With the advising help of:
Maartje Lammers
http://www.24h.eu/
&
Ilaria Mazzoleni
http://www.imstudio.us/
(Duration of work: August 2011-December 2011)
During my bachelors degree I developed a strong passion for sustainable design and how to look towards nature for inspiration regarding the built environment. For me, looking towards nature seems like a logical method to retrieve inspiration for design. Last year my interest in this topic resurfaced when I took an eco-design class, I designed a place of retreat based on the aesthetical inspiration of a butterfly cocoon. For the cocoon project I employed eco-strategies such as orienting my windows to capture natural sunlight, implemented a solar hydronic radiant under floor that pumped cold water from the river to cool the space, gained heat from solar glass tubes placed on the roof, and was comprised of sustainable materials. This process I applied to the cocoon project was two steps: 1. Mimicking nature and its organic forms, 2. Using sustainable systems by mimicking sustainable functions. For my graduation project, I would like to dive in deeper by exploring biomimicry; a science that encompasses nature’s solutions through evolution, thus providing inventions that work and last.
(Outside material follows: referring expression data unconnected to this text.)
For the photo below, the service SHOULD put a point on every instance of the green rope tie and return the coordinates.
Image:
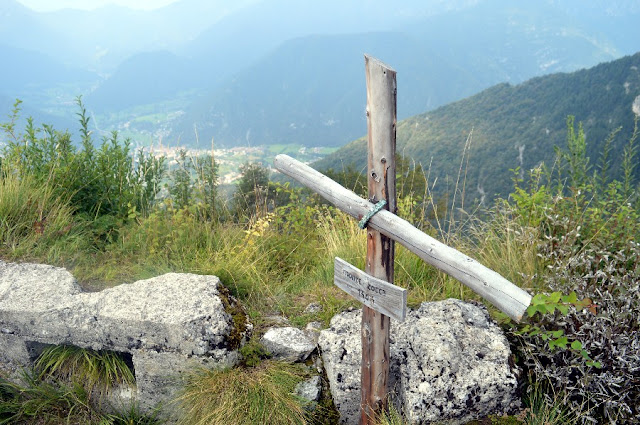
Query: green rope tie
(376, 208)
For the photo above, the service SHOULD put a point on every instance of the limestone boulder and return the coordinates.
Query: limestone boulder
(449, 363)
(288, 344)
(165, 324)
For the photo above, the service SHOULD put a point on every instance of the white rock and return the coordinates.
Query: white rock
(167, 323)
(288, 344)
(449, 363)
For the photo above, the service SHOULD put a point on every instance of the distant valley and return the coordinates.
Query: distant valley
(250, 75)
(515, 126)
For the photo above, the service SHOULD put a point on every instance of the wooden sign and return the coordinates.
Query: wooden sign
(381, 296)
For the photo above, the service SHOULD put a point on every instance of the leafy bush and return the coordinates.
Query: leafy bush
(588, 244)
(96, 182)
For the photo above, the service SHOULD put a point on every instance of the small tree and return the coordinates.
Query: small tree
(251, 193)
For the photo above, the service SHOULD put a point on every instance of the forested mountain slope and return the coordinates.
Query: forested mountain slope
(515, 126)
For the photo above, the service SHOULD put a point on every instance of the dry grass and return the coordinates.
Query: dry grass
(260, 395)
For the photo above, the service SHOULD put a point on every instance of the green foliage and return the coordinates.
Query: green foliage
(35, 223)
(43, 401)
(96, 371)
(578, 336)
(250, 197)
(105, 182)
(258, 395)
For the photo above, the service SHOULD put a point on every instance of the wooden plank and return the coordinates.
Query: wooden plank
(385, 298)
(506, 296)
(381, 123)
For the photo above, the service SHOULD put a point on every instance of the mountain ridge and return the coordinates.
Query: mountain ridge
(514, 126)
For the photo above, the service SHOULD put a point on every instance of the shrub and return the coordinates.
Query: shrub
(588, 244)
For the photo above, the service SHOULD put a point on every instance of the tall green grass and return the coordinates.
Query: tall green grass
(259, 395)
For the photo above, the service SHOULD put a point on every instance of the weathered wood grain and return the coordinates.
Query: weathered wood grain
(385, 298)
(381, 178)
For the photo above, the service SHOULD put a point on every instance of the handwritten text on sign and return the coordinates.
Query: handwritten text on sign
(375, 293)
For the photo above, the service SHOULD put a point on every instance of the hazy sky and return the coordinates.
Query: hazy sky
(49, 5)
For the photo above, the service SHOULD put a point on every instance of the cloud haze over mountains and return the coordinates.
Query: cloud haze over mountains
(272, 71)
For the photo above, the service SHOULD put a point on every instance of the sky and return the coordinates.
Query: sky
(50, 5)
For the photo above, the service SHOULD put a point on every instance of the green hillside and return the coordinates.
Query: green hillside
(514, 126)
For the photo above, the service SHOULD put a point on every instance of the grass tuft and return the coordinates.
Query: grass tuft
(96, 371)
(260, 395)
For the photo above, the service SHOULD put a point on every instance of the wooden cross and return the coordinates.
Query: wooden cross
(375, 288)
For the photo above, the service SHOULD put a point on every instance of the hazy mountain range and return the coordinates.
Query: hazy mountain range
(511, 126)
(272, 71)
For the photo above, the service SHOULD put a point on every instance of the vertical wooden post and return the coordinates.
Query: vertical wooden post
(381, 121)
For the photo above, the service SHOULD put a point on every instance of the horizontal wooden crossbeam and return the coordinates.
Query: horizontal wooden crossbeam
(506, 296)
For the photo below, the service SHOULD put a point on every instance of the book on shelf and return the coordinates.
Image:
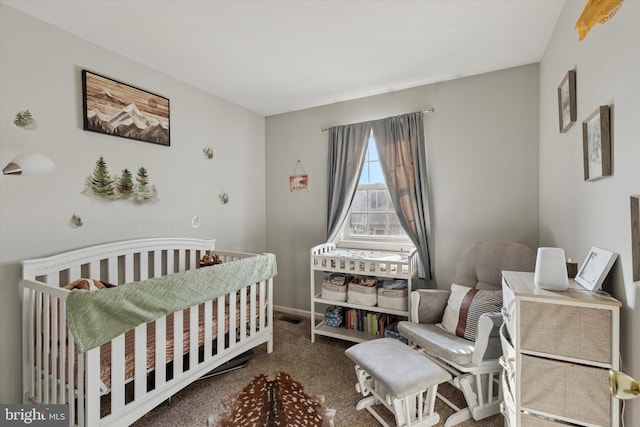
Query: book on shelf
(368, 321)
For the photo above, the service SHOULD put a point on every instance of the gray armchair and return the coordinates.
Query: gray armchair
(473, 363)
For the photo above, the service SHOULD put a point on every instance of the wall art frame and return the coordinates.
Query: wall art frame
(115, 108)
(567, 103)
(596, 144)
(635, 237)
(595, 268)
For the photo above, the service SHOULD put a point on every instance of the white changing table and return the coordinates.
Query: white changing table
(362, 262)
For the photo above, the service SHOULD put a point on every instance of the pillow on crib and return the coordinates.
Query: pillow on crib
(464, 308)
(88, 285)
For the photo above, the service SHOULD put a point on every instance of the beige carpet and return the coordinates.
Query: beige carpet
(321, 367)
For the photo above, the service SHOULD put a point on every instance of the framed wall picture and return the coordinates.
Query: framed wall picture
(596, 144)
(567, 105)
(635, 237)
(115, 108)
(595, 268)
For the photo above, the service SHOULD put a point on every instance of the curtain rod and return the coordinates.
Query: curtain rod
(429, 110)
Asking Nature for the Interior Answer
As humans we are at a turning point in our evolution due to our rapidly growing population and unsustainable habits. Now is the time to ask ourselves “how can we live on this planet without destroying it?” (Biomimicry Guild) The answer is right in front of our faces, a discipline called biomimicry. Biomimicry is a new science that was termed and originated by Janine Benyus in her 1997 book Biomimicry: Innovation Inspired by Nature. Benyus enforces biomimicry as a new way to value, view, and rescue nature from the endangerment of our native ecosystems. By learning how to imitate natural forms and models, we can find inspiration and create for human design problems. For 3.8 billion years bacteria, plants, animals, and microbes have been evolving their ecological approach for survival (Benyus, 1997). “The Biomimicry Revolution introduces an era based not on what we can extract from nature, but how we can learn to adapt our lives in the same way as nature does” (Benyus, 1997). Biomimicry can be applied and developed in everyday life by using two methods:
Defining a human need or design problem and look towards the ways other organismsor ecosystems solve this, termed “looking to biology,” or
Identifying a particular characteristic, behavior or function in an organism or ecosystem and translating that into human designs, termed “biology influencing design” (Biomimicry Guild).
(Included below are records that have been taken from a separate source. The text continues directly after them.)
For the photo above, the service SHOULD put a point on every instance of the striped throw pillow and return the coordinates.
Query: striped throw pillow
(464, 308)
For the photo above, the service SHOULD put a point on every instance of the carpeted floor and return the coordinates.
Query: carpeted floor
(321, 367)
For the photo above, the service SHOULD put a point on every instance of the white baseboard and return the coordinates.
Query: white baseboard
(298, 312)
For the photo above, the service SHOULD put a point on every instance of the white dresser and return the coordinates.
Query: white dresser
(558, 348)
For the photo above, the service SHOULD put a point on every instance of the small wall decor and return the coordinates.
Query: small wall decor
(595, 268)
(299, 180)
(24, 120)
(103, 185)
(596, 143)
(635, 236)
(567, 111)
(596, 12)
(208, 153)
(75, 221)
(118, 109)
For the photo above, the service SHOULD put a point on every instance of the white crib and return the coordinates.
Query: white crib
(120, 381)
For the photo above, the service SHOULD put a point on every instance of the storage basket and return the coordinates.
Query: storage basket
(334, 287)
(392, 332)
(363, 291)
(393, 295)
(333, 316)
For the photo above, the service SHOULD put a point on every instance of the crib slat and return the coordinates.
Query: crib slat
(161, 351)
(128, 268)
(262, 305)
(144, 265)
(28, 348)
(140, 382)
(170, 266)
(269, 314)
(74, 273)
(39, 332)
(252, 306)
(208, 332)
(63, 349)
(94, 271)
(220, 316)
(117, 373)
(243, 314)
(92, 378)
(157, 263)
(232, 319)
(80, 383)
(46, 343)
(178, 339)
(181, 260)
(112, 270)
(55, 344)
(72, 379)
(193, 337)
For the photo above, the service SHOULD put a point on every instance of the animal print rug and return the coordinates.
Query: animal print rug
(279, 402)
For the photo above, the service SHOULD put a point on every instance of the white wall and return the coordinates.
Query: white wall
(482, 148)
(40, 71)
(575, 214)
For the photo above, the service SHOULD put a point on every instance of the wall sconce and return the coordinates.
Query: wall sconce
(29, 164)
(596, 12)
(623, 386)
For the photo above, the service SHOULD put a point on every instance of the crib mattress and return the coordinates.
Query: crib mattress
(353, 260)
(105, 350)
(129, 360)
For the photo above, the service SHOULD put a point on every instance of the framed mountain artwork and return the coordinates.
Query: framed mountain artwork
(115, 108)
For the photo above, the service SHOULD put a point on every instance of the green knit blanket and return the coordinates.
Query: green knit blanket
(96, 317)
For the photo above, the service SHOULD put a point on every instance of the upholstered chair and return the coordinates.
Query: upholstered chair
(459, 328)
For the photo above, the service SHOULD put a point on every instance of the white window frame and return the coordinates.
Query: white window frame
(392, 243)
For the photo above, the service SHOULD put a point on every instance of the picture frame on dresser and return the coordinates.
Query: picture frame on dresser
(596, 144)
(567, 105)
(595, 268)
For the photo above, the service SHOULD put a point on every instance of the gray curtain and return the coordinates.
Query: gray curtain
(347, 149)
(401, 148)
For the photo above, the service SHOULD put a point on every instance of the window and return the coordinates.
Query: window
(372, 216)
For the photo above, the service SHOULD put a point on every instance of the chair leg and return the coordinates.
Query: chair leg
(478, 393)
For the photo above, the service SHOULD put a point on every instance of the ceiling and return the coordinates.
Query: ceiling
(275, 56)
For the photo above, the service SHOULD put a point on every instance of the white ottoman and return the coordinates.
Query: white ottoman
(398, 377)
Today, biomimicry is being successfully applied to holistic medicine, architecture, product design, materials science, and transportation. In the field of interior architecture, Biomimicry is still in its infant stage. Its growth will require finding a new approach to incorporate biomimicry into the built environment in a sustainable and practical manner. The future of the interior can be assessed and created by researching animals, plants, and microbes to help solve new built environment solutions and problems to better serve human lifestyles around the world (biomimicryinstitute.org).
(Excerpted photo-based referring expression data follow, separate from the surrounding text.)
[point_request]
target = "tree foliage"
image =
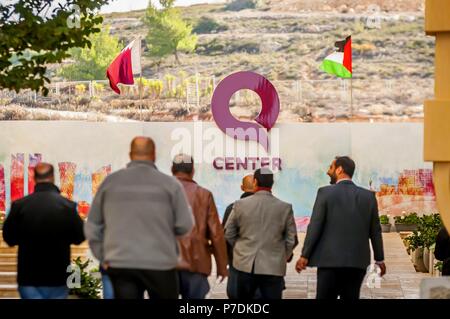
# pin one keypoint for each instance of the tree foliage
(90, 63)
(35, 33)
(168, 33)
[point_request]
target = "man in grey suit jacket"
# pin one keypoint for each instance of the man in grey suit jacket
(344, 219)
(261, 228)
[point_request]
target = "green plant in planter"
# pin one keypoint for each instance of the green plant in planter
(90, 285)
(427, 229)
(429, 226)
(384, 220)
(415, 240)
(438, 265)
(408, 219)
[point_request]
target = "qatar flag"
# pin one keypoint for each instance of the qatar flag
(127, 63)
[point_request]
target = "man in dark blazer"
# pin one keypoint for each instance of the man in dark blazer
(44, 225)
(344, 219)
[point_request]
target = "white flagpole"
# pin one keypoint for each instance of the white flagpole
(140, 78)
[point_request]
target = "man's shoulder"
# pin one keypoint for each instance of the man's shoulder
(255, 199)
(365, 192)
(36, 200)
(158, 176)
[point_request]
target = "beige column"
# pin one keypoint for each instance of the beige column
(437, 111)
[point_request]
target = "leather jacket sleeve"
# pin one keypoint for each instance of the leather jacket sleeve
(217, 238)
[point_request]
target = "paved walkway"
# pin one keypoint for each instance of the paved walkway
(400, 282)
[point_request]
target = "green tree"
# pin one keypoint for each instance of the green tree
(35, 33)
(168, 33)
(90, 63)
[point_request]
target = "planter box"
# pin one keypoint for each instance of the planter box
(417, 258)
(386, 228)
(426, 259)
(405, 227)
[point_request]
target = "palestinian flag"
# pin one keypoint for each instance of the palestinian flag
(340, 62)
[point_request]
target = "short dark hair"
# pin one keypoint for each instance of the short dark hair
(44, 175)
(182, 163)
(347, 164)
(264, 177)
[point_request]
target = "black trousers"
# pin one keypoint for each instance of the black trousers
(342, 282)
(132, 283)
(248, 284)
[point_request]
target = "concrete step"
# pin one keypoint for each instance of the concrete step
(8, 267)
(8, 278)
(8, 291)
(74, 250)
(8, 250)
(8, 257)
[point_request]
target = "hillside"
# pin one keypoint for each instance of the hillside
(286, 42)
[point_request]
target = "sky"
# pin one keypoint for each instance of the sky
(128, 5)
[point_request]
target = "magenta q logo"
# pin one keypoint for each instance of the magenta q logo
(264, 121)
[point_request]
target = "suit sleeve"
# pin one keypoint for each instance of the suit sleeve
(226, 215)
(291, 233)
(217, 237)
(11, 226)
(315, 226)
(232, 227)
(375, 232)
(95, 225)
(184, 220)
(76, 227)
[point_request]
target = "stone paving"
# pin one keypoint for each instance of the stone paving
(400, 282)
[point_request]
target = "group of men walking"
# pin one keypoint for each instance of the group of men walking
(156, 233)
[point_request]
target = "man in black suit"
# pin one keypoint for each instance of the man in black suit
(344, 219)
(44, 225)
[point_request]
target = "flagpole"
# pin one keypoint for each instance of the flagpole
(140, 79)
(351, 97)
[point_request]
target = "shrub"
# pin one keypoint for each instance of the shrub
(80, 88)
(208, 25)
(238, 5)
(90, 286)
(384, 219)
(408, 219)
(425, 235)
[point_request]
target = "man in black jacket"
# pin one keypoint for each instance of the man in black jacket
(442, 250)
(344, 219)
(44, 225)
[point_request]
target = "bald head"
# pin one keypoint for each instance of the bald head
(44, 173)
(247, 184)
(142, 149)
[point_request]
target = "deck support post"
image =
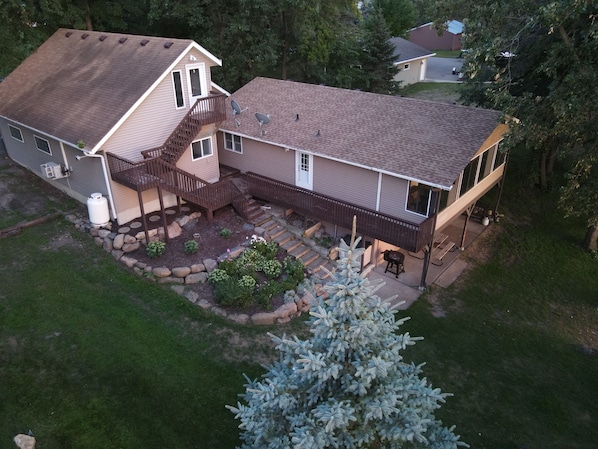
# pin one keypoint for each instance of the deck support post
(435, 202)
(143, 218)
(164, 222)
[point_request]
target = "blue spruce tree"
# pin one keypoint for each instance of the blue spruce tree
(348, 386)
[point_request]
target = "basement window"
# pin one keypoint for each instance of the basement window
(16, 133)
(233, 142)
(42, 145)
(201, 148)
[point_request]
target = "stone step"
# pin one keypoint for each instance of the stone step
(291, 244)
(324, 270)
(309, 257)
(276, 231)
(299, 250)
(283, 238)
(266, 223)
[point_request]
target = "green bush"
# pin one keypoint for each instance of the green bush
(218, 276)
(155, 249)
(190, 247)
(266, 249)
(294, 268)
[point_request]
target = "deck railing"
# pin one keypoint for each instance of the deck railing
(156, 172)
(409, 236)
(134, 175)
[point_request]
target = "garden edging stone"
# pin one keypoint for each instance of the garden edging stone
(119, 242)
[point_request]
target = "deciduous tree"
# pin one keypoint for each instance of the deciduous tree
(541, 58)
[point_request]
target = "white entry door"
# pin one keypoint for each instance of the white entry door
(303, 170)
(196, 82)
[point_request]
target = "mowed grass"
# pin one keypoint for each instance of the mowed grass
(92, 356)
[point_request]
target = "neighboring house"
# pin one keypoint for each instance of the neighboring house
(406, 168)
(427, 36)
(155, 130)
(412, 61)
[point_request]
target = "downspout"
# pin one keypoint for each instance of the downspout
(495, 215)
(106, 180)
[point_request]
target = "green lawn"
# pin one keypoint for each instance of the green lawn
(91, 356)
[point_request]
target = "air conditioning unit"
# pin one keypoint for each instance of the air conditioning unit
(52, 170)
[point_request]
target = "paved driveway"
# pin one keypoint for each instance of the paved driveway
(441, 69)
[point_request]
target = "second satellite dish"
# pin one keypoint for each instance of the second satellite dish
(262, 118)
(236, 107)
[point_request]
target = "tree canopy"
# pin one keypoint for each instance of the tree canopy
(541, 58)
(347, 386)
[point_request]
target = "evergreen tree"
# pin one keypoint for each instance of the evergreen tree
(378, 57)
(347, 386)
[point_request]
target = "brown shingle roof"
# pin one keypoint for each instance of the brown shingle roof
(416, 139)
(406, 51)
(78, 84)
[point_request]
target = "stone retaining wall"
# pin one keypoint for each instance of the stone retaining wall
(120, 244)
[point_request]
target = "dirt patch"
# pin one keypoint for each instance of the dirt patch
(211, 243)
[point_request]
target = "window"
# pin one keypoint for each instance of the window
(42, 145)
(201, 148)
(16, 133)
(233, 143)
(195, 82)
(178, 89)
(418, 200)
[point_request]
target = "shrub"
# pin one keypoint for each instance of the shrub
(155, 249)
(272, 269)
(218, 276)
(294, 268)
(247, 283)
(190, 247)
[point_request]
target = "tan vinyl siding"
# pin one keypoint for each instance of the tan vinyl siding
(345, 182)
(393, 198)
(127, 203)
(153, 121)
(206, 168)
(264, 159)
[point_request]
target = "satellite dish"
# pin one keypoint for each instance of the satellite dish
(236, 107)
(262, 118)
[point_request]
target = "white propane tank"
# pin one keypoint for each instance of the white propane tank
(97, 206)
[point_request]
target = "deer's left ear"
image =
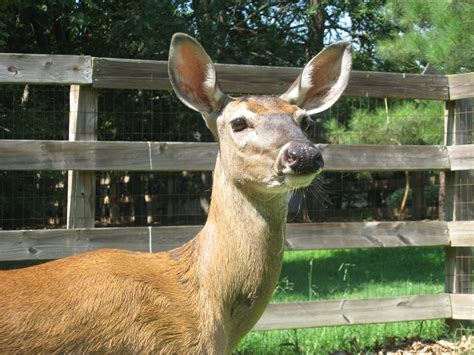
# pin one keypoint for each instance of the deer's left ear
(323, 79)
(193, 77)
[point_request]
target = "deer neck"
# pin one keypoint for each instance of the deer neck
(241, 251)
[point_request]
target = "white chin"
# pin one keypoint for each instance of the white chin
(299, 181)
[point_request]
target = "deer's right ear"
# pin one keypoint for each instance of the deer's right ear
(323, 79)
(193, 77)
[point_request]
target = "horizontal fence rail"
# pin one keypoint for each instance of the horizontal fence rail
(59, 243)
(175, 156)
(376, 310)
(153, 75)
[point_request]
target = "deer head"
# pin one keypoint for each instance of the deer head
(261, 145)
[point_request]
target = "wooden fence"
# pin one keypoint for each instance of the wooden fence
(82, 155)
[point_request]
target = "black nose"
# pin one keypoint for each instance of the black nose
(302, 158)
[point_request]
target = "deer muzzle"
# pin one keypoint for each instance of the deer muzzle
(300, 158)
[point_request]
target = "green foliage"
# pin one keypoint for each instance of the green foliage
(418, 122)
(438, 32)
(352, 274)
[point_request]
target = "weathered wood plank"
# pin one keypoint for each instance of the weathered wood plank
(384, 158)
(398, 85)
(461, 233)
(81, 155)
(461, 157)
(113, 73)
(145, 74)
(45, 69)
(304, 236)
(458, 195)
(170, 156)
(83, 119)
(462, 306)
(51, 244)
(461, 86)
(349, 312)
I will begin by following a set of guidelines presented by the Biomimicry Institute involving a six step cycle to help bioligize my interior challenge, question the natural world for inspiration, then evaluate to make sure my final design mimics nature at all levels form, process, and ecosystem (Biomimicry Institute). These six points will be expanded as my research develops. My application of biomimicry will use the “looking to biology” approach. All of my research and findings for the graduation project will be documented through a combination of a typed report including words, pictures, graphs, charts, and by other means such as a digital catalog (which could become a blog), drawings (plans, sections, details, perspectives, renderings), physical implementation through models, and the entire design process will be filmed, edited, and presented in the end.
I will identify a human need, problem, or condition. In January of 2012 I will move to Dallas, Texas an area of the United States that has significant regional differences in comparison to my native state of Michigan, and where I study in, the Netherlands. The weather in Dallas is what triggered my inspiration to localize my project within its vicinity. The state of Texas tends to receive warm dry winds from the north and west in the summer bringing temperatures of 102° F (39° C) and heat humidity indexes soaring to as high as 117° F (47° C) (NOAA, 2011). These numbers classify Dallas’ climate to be humid and subtropical, defined by hot summers and mild winters with rare snowfalls (City-Data, 2009). I will look at the ecology of interior spaces in terms of climate. I believe that by localizing my research to be about Dallas with regards to its geography, climate, social, temporal, and interior/architectural conditions, I will find a specific interior situation that I will bring to the surface. This interior situation will then be solved by looking towards nature and beginning the biomimicry process. Once the function has been identified in terms of what I want my design to do (not what I want to design), I can begin to look to nature for inspiration.